As someone who has worked in restaurants, pubs, kitchens & bars most of his adult life to date, I feel I am ideally suited to comment on the industry in general.
If there are two things I like to do when indeed I am not conducting a successful service, it is eating out, and writing (not necessarily about eating out, until now). So while I enjoy working at the higher end of the market, with great chefs, serving inspiring food, pouring sensual wines and shaking elaborate cocktails, I have one major drawback... I work in hospitality. Therefore, as a father, I don't have the income to eat out all the often, especially not in places that are equally inspiring & ground breaking.
When I do have the opportunity, and the capital, I like to spend it on eating out with the woman of my dreams (someone who, I'm pleased to say shares my passion for great dining experiences). This isn't always an extravagant excursion. For every visit to Hawksmoor, there's two or three country pub lunches or safe branded conveniences.

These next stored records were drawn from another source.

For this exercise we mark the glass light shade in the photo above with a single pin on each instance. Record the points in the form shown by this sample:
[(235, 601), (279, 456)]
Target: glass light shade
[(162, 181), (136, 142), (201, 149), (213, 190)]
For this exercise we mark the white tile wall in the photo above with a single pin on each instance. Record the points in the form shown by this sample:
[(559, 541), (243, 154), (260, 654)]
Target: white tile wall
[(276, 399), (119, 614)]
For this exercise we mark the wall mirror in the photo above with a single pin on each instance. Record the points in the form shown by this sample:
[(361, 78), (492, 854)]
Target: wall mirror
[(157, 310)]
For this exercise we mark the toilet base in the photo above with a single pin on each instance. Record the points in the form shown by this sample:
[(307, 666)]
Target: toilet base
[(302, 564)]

Something that has come to my attention, particularly in these choking economic times, is that even at the higher end, the more refined venues are providing a more relaxed menu, with more comfortable items, with a more exciting atmosphere, with a wittier service. The lines are blurring. The tables are turning (hopefully literally in most restaurants). The mission, these days, far simpler. To put a smile on the face, arouse the buds, and fill the belly through perfection at all levels of hospitality. Any less is unacceptable & as I intend to point out, completely avoidable.
So why The Dirty Chicken? Well because as the classically carnivorous male that I am, some days I do want to eat out, some days I do want to spend a bit of money, but some days I want to spend that money on a box of fried chicken (preferably from an alternative/premium vendor, but not essential). Seasoned to perfection. Crispy, salty skin. Juicy, succulent flesh. Dirty fingers. Happy boy.